Though Binh did not know Ashton, FBI officials are known to believe that Ashton would have been a plausible middleman. The president of a small Florida company that packages and sells gourmet meals, Ashton has known Brown since at least the early 1980s, when Brown worked as a lobbyist for the Duvalier government. Ashton declined to talk with a reporter who visited his office. Ashton’s friendship with Brown was con firmed, however, by Ashton’s sister-in-law Lillian Madsen. “Brown knows everybody,” said Madsen, 49, who describes herself as a “close personal friend” of the commerce secretary’s.

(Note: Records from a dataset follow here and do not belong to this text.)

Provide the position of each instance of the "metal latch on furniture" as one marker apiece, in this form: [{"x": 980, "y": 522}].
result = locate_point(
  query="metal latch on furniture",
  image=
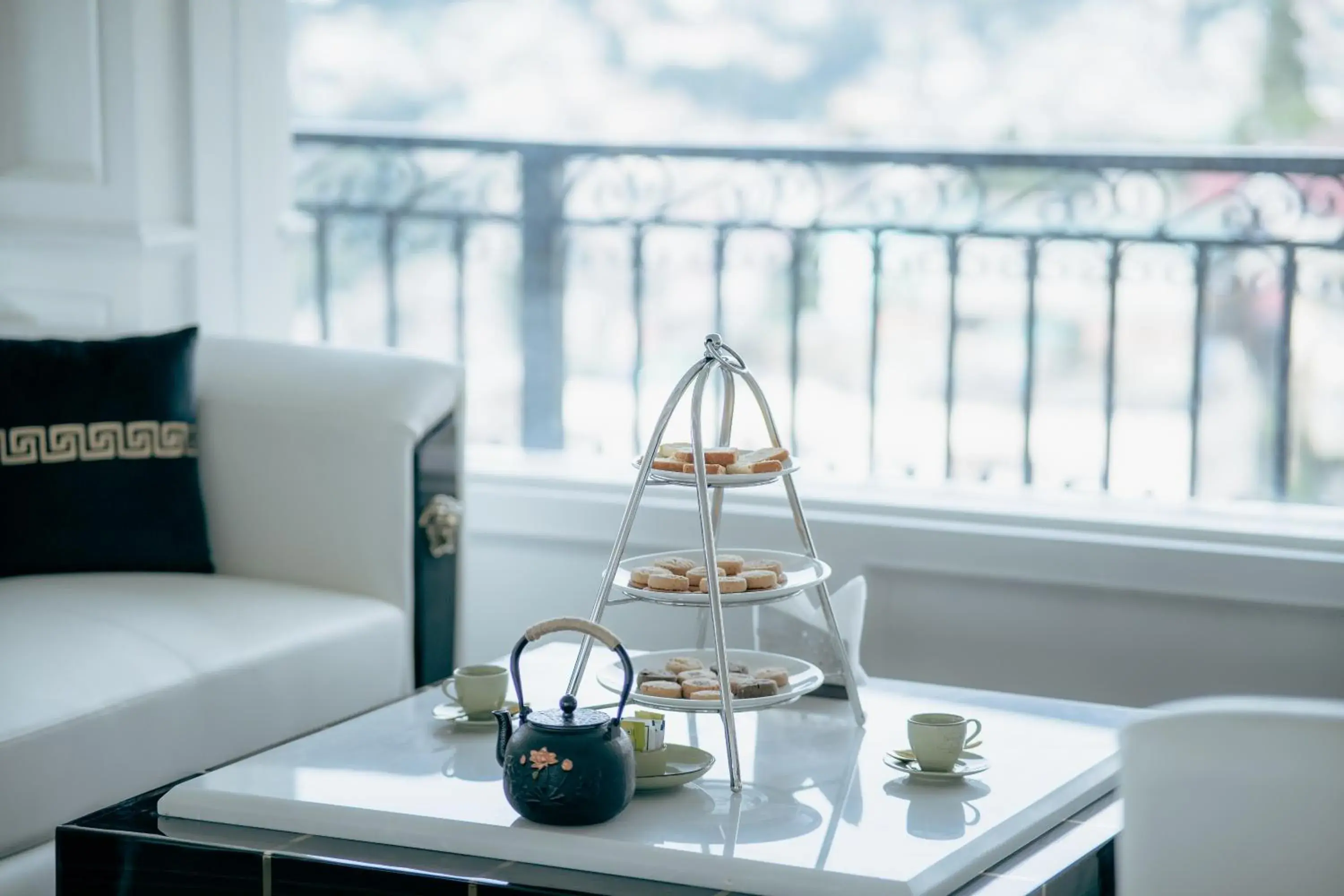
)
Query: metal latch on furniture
[{"x": 441, "y": 519}]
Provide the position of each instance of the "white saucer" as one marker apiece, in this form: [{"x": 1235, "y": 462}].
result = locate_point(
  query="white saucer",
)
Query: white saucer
[
  {"x": 969, "y": 763},
  {"x": 453, "y": 714}
]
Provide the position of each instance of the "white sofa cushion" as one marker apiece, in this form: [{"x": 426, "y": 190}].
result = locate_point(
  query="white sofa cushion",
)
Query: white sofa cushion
[{"x": 112, "y": 684}]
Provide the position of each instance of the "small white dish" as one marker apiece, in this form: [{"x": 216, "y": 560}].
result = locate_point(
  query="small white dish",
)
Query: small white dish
[
  {"x": 453, "y": 714},
  {"x": 800, "y": 571},
  {"x": 722, "y": 480},
  {"x": 804, "y": 677},
  {"x": 969, "y": 763},
  {"x": 683, "y": 766}
]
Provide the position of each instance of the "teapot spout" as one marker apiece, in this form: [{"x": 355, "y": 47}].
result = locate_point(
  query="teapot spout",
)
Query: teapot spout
[{"x": 506, "y": 732}]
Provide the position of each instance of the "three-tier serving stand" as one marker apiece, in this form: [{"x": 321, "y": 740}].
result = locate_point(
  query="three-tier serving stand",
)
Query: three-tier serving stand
[{"x": 730, "y": 365}]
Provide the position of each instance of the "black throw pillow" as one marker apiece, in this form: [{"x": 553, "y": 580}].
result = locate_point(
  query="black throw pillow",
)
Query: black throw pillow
[{"x": 99, "y": 457}]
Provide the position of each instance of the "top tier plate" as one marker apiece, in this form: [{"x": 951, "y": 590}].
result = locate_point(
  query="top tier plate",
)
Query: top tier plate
[{"x": 719, "y": 480}]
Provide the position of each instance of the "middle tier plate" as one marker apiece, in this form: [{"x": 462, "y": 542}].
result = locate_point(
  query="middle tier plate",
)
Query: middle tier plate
[
  {"x": 800, "y": 570},
  {"x": 804, "y": 679}
]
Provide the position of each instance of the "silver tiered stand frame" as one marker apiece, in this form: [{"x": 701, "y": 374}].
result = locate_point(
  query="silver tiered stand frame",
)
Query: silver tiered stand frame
[{"x": 717, "y": 357}]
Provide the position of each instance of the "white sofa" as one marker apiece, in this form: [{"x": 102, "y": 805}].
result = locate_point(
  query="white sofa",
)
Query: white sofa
[{"x": 112, "y": 684}]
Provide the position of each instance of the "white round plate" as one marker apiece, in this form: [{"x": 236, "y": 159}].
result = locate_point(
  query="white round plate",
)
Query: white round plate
[
  {"x": 804, "y": 677},
  {"x": 969, "y": 763},
  {"x": 726, "y": 480},
  {"x": 453, "y": 714},
  {"x": 801, "y": 571},
  {"x": 685, "y": 765}
]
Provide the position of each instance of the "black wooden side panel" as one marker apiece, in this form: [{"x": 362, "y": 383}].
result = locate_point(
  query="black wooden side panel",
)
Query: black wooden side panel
[{"x": 439, "y": 466}]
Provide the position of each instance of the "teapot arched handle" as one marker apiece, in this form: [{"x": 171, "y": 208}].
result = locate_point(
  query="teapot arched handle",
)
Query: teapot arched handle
[{"x": 573, "y": 624}]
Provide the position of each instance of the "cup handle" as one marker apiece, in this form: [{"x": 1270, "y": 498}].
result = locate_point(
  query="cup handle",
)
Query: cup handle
[{"x": 972, "y": 739}]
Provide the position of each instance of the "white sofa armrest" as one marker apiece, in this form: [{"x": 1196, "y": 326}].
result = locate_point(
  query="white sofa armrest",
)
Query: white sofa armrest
[{"x": 307, "y": 461}]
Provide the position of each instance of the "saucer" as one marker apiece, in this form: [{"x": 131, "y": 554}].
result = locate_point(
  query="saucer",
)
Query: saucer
[
  {"x": 969, "y": 763},
  {"x": 683, "y": 766},
  {"x": 453, "y": 714}
]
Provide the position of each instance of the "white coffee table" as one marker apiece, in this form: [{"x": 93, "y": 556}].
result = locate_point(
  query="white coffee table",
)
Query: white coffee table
[{"x": 819, "y": 813}]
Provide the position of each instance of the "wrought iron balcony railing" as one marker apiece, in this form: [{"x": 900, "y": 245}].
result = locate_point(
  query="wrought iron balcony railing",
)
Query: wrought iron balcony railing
[{"x": 1038, "y": 284}]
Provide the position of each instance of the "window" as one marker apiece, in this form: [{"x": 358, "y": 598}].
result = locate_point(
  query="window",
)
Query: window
[{"x": 608, "y": 182}]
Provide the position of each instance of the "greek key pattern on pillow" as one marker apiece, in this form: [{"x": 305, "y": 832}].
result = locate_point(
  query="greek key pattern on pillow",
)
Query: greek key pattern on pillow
[{"x": 107, "y": 441}]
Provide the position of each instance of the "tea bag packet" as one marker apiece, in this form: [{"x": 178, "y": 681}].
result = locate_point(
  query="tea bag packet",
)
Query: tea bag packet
[
  {"x": 797, "y": 628},
  {"x": 647, "y": 731}
]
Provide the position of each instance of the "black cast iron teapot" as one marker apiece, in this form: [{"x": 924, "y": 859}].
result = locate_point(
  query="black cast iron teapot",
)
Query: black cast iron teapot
[{"x": 566, "y": 766}]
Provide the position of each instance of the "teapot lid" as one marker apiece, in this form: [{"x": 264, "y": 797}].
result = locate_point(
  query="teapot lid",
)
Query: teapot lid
[{"x": 568, "y": 718}]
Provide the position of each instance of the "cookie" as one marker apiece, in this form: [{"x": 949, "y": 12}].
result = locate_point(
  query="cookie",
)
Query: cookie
[
  {"x": 683, "y": 664},
  {"x": 721, "y": 456},
  {"x": 640, "y": 575},
  {"x": 674, "y": 564},
  {"x": 697, "y": 575},
  {"x": 655, "y": 675},
  {"x": 728, "y": 585},
  {"x": 760, "y": 456},
  {"x": 760, "y": 466},
  {"x": 693, "y": 687},
  {"x": 664, "y": 581},
  {"x": 756, "y": 688},
  {"x": 758, "y": 579},
  {"x": 730, "y": 563}
]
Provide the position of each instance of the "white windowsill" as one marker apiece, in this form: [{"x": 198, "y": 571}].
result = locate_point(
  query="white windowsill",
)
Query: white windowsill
[{"x": 1246, "y": 552}]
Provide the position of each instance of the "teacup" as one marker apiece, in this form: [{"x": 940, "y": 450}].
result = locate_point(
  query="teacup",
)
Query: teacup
[
  {"x": 478, "y": 689},
  {"x": 939, "y": 738}
]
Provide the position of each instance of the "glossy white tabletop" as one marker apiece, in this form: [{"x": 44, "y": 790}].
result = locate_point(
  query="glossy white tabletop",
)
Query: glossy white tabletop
[{"x": 819, "y": 809}]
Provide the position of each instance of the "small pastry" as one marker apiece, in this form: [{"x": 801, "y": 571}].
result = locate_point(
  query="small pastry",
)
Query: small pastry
[
  {"x": 762, "y": 454},
  {"x": 719, "y": 456},
  {"x": 760, "y": 579},
  {"x": 728, "y": 585},
  {"x": 683, "y": 664},
  {"x": 730, "y": 563},
  {"x": 655, "y": 675},
  {"x": 663, "y": 581},
  {"x": 640, "y": 575},
  {"x": 760, "y": 466},
  {"x": 738, "y": 680},
  {"x": 693, "y": 687},
  {"x": 756, "y": 688},
  {"x": 697, "y": 575}
]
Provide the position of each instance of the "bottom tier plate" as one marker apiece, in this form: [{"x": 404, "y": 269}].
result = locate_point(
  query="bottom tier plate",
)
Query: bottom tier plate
[{"x": 804, "y": 679}]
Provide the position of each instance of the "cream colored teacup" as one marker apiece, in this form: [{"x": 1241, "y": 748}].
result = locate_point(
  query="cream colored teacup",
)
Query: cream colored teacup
[
  {"x": 939, "y": 738},
  {"x": 478, "y": 689}
]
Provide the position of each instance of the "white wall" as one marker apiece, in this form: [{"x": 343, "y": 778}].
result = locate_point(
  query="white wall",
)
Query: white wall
[
  {"x": 1051, "y": 607},
  {"x": 143, "y": 166}
]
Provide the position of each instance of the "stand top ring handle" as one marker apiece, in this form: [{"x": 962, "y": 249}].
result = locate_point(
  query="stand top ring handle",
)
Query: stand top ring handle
[{"x": 715, "y": 349}]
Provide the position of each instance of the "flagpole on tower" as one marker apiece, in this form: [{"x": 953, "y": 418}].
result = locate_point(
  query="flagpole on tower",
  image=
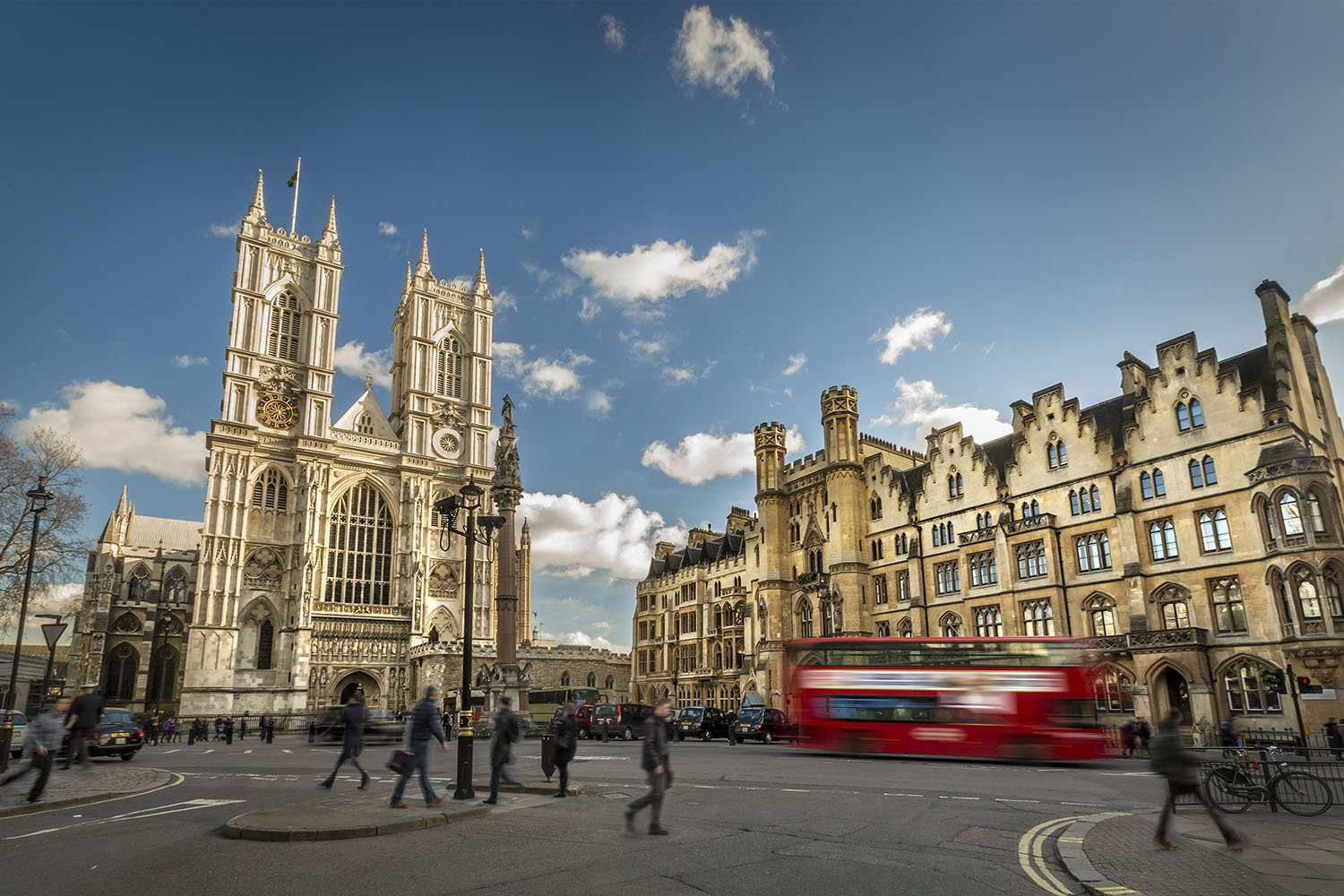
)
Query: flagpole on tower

The various players are now being studied by FBI agents. Law-enforcement officials say the investigation has been hampered by Binh’s decision to take his story public to various news organizations. However the FBI investigation turns out, Washington seems to be moving steadily toward better relations with Vietnam. A delegation led by senior U.S. diplomat Winston Lord was in Vietnam last month to discuss a number of matters. Next month, President Clinton must decide whether to renew the U.S. trade embargo. The embargo was imposed in 1975, after North Vietnam took over South Vietnam.